Saturday, September 21, 2013

Joy

So it's Thursday, nothing on my calendar except Felipe and Natalya.  So by the end of today our house should be clean and the yard picked up and de-weeded.  Yay!

Checking email this morning and I have 100-something incoming so I want to go through those and read all the art blogs I subscribe to, tend to those matters pending, and write to a person Anje has referred me to who is having an art thingee this summer and wants artists to participate.  So, good day for busy work and maybe will do some painting.

I sometimes wonder how I got here, to this place in my life.  I recall my past; growing up as a shy, and really introverted girl, marrying young her first boyfriend, then having children because that's the next step, then taking back her independence to reclaim some sense of herself without others directing her life.

Fast forward to 2013 and I have my knight in shining armor, 2 wonderful daughters that I am so proud of, and I am authentically me.  Why do I get this life?  I think anyone can have it.  It's the attitude, the attitude of finding joy in everything one experiences.

Aha Again

At my window today, I remember yesterday...which began a little less than ideally.  I overslept first of all til 8:30 which I never, ever do.  I wanted to be at SC Gallery by 10, but thought if I was there by 11 would be okay as that's the opening time.  Not true, opening time is 10 on Sundays BUT somebody else had opened so I got on with my day.

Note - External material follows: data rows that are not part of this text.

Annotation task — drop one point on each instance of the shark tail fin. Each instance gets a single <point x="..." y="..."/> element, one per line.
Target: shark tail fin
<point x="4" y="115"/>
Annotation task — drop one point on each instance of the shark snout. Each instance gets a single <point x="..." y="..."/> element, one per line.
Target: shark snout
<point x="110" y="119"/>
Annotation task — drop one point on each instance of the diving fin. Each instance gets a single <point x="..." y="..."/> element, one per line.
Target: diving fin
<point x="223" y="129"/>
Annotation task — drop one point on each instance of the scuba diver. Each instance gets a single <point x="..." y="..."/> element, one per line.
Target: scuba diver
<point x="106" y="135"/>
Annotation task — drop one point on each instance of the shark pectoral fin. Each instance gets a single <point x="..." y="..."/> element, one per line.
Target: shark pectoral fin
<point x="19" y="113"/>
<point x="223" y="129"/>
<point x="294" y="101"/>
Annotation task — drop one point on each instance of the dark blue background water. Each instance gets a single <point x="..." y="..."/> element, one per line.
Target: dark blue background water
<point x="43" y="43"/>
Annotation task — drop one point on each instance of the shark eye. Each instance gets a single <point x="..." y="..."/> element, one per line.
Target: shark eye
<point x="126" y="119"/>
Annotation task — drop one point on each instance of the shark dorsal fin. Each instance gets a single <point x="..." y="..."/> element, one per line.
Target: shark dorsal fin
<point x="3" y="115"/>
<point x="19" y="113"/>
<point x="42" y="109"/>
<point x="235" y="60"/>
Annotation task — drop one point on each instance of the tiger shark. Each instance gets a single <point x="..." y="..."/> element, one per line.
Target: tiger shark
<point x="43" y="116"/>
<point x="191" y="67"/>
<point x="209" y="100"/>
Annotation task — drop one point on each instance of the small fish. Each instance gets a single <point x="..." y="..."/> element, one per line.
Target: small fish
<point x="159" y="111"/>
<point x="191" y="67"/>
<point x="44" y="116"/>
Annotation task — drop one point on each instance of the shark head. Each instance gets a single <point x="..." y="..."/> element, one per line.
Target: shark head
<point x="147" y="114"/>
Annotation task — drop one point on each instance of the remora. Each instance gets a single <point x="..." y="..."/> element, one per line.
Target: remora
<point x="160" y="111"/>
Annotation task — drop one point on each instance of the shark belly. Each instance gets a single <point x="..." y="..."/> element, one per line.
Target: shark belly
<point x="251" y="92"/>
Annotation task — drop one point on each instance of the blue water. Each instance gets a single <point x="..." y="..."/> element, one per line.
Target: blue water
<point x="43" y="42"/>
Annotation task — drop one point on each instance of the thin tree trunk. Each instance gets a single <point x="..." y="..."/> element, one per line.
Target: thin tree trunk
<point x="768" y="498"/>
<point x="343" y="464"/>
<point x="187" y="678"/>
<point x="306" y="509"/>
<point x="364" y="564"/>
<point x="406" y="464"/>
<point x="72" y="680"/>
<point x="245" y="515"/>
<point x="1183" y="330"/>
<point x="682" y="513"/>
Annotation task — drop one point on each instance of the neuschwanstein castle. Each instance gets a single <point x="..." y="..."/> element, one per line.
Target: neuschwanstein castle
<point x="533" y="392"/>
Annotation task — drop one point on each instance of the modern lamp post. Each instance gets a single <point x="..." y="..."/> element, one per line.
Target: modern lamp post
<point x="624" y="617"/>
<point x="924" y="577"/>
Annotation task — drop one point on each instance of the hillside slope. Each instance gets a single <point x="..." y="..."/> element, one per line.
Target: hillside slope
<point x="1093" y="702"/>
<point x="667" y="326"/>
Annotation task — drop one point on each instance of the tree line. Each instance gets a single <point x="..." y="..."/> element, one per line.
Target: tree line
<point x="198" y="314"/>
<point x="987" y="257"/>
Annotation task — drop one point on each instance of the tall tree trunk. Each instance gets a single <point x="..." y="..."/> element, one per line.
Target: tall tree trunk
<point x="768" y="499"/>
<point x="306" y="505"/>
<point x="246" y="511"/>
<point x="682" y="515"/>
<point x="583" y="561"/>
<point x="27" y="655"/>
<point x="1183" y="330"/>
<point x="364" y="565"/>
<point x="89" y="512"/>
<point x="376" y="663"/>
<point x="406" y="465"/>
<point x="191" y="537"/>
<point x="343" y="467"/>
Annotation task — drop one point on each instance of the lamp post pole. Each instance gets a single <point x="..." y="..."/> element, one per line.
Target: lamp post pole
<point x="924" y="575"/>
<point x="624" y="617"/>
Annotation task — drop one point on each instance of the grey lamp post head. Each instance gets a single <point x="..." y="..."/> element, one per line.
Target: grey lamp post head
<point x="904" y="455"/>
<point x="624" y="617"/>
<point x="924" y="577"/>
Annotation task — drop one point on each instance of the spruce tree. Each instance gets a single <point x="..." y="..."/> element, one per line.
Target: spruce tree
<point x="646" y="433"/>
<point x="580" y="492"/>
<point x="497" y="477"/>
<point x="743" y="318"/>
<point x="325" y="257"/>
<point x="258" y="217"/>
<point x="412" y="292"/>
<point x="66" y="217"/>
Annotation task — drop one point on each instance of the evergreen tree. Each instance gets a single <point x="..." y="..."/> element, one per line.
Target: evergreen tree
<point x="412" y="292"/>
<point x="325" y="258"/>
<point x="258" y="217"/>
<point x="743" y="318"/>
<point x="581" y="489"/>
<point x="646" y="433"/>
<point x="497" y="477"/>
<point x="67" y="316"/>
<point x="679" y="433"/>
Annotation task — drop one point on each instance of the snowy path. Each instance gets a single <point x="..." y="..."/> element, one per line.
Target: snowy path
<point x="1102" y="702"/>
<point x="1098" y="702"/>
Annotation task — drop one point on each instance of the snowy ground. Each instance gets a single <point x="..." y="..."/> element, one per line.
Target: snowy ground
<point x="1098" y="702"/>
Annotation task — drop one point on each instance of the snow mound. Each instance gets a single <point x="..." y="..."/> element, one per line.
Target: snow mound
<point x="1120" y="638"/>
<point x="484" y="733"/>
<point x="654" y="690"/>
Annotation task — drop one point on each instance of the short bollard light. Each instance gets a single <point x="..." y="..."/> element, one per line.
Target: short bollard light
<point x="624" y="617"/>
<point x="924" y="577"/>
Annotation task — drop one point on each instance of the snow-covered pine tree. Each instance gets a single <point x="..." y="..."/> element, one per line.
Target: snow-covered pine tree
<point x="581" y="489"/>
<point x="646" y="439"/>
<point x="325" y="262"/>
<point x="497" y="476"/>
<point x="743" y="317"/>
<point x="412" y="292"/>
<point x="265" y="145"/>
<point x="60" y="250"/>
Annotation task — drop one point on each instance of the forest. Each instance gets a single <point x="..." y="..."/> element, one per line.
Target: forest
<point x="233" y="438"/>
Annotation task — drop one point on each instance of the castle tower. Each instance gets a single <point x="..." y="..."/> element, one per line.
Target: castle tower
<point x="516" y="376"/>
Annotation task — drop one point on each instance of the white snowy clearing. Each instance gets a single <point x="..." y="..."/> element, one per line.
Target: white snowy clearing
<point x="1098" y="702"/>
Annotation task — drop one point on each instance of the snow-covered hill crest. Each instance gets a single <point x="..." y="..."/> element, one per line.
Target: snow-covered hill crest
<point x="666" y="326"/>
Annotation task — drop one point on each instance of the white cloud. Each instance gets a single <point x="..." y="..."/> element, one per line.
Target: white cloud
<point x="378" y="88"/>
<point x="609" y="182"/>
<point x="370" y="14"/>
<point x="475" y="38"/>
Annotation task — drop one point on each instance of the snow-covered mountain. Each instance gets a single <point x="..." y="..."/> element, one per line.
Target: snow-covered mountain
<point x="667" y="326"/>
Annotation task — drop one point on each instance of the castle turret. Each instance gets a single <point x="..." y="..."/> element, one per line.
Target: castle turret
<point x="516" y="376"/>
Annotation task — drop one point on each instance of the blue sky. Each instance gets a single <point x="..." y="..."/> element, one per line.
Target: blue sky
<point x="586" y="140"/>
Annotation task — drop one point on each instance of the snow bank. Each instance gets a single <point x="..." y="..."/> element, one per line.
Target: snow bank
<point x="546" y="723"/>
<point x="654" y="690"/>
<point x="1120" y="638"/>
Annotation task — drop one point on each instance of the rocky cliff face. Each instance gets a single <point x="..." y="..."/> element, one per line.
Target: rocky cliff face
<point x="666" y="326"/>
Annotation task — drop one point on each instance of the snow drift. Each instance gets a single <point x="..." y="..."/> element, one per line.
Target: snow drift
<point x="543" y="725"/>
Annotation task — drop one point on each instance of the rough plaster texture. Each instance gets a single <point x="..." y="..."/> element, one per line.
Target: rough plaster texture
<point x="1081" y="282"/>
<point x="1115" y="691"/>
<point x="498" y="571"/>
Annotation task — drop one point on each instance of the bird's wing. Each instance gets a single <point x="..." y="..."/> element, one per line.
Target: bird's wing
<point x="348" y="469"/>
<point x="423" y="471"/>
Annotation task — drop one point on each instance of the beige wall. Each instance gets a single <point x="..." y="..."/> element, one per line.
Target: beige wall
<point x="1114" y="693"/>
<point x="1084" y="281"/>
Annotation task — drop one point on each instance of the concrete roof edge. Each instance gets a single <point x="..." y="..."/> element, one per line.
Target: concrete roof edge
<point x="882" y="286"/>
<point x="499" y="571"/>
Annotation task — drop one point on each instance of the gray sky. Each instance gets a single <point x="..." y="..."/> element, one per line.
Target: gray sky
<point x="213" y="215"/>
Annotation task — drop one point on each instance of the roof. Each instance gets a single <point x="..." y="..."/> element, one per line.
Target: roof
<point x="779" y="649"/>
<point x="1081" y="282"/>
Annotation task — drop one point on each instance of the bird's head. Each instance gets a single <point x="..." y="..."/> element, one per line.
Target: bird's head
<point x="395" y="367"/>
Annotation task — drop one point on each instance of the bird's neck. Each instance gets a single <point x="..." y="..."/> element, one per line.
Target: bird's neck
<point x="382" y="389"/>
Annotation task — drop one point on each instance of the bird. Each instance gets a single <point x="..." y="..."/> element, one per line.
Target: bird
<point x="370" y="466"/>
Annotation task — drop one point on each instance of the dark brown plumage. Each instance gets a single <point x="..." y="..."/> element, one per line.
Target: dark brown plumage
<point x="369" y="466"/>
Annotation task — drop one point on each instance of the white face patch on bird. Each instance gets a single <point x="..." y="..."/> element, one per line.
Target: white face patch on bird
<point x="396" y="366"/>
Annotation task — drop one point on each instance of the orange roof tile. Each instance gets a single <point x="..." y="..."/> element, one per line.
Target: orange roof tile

That isn't the story here though, the story is the Aha moment I had...me 'n the Universe and our Relationship, that is the story.

So got all my stuff loaded into the car: a painting, paints, easel, canvas drop cloth for floor, lunch, purse, ipad, cellphone, etc.  I'm sitting in the car parked in the driveway fooling around with the GPS when Jack arrives home from playing his round of golf.  I try to explain what I am doing, but he's under the impression that I am backing out of the driveway and is waving good bye.  I realize windows are shut on the car and he can't hear me so I decide to just leave without setting the GPS.  It's easier to set the GPS after I'm on my way than to figure out how to open the windows and then explain to my husband.  Trust me, this is truth.

 After a few miles I pull over and set my GPS so that I can know when I will arrive at the gallery, 11:07a.m.  Late!  I am very irritated at myself, I'm going to be late.  I am hitting every red light, I'm not sure of the route I should take, I'm wanting to call someone at the gallery to let them know I will be late but nobody is there-- it's my day to work the gallery!  I'm beginning to freak out, I'm talking to myself out loud and realize every light I hit is red, and that GPS lady--I'm going to kill her!

Whew!  I hit the off button on the GPS and Aha, I should have listened when the U didn't want me to use the GPS way back when I was in the driveway at home.   At this point I decide so what if I'm 7 minutes late?  Maybe I can make up the time if only the stop lights will work with me...and this is my Aha moment once I decide to relax, stop speeding up the mountain and just be in the flow of the Universe.  I realize I'm at odds with the world, with the road, with the trees, the birds...I am just fighting myself to be heard in the U and the U is not listening.  I quit drinking my cup of coffee, switch to water, put the spa station on the radio and begin the process of calming myself in order to get in tune with the Universe.  I am finally enjoying the day in the new car, with lovely music on and appreciating ALL THAT IS when it comes into my mind to call Annie and let her know this Aha.  We talk, I get calmer and calmer and finally the Universe is with me again and all the lights are green into Sutter Creek.

I was an hour late, after all the gallery is suppose to open at 10am on Sunday.  Laura had opened for me, Thank you U, and she understood.  Now to get myself squared away in the future.